Try to find a better way to speed up a hierarchical logistic model and reduce_sum only helped a little

Hello everyone,

I have two groups of subjects who participated in a binary choice experiment. The number of observations for each subject varies, from ~300 to ~1700. Here I’ve tried to model their choice behaviors for each subject using a straightforward logistic model and compare the differences of decision variables (i.e., independent variables in regression) on the group level. So everyone gets their own set of parameters but is constrained by the group-level priors.

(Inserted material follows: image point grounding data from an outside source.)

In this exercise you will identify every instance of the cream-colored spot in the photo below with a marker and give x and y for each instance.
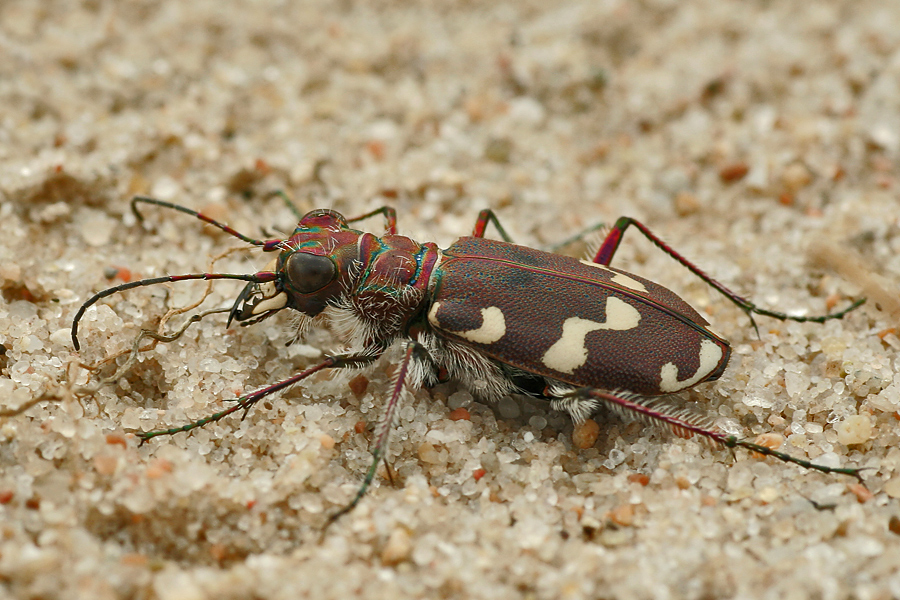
(274, 303)
(493, 327)
(714, 332)
(710, 355)
(618, 278)
(569, 352)
(432, 314)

The model seems to work fine, and the result is as what I expect and not too different from the estimates of the MLE method. I’m wondering if there is a better way to speed it up? I’d like to use vectorization as much as possible, but I think it’s a little tricky because each subject has a set of beta and design matrix, I can’t think of a way to do just one matrix multiplication in total but one for each subject.

Here is my code,

data {
  int<lower=1, upper = 2> n_group; # number of groups
  int<lower=1> n_sub; # number of subjects
  int<lower=1> n_dv; # number of decision variables (or independent variables)
  int<lower=1> obs_start[n_sub]; # row index of the beginning of each subject's observations
  int<lower=1> obs_end[n_sub]; # row index of the end of each subject's observations
  int<lower=1> n_obs_total; # number of total observations, all subjects' combined
  int<lower=1, upper=2> group[n_sub]; # group id for each subject
  int<lower=0, upper=1> y[n_obs_total]; # binary response
  matrix[n_obs_total,n_dv] dv; # design matrix
}

parameters {
  vector[n_dv] mu_grp[n_group];
  vector<lower=0>[n_dv] sigma_grp[n_group];
  vector[n_dv] beta[n_sub];
}

model {
  vector[n_obs_total] dv_x_beta;

  for (g in 1:n_group) {
    mu_grp[g] ~ std_normal();
    sigma_grp[g] ~ gamma(2, 0.1);
  }

  for (s in 1:n_sub) {
    beta[s] ~ student_t(3, mu_grp[group[s]], sigma_grp[group[s]]);
    dv_x_beta[obs_start[s]:obs_end[s]] = dv[obs_start[s]:obs_end[s]] * beta[s];
  }

  y ~ bernoulli_logit(dv_x_beta);

}

generated quantities {
  vector[n_dv] mu_grp_diff;
  vector[n_dv] sigma_grp_diff;

# compare the differences of parameter estimates on group level
  mu_grp_diff = mu_grp[1] - mu_grp[2]; 
  sigma_grp_diff = sigma_grp[1] - sigma_grp[2];
}

With 53 subjects and 48503 observations in total, this model running with 4 parallel chains and 500 iters for both warmup and sampling (1000 in total) took ~450s to finish.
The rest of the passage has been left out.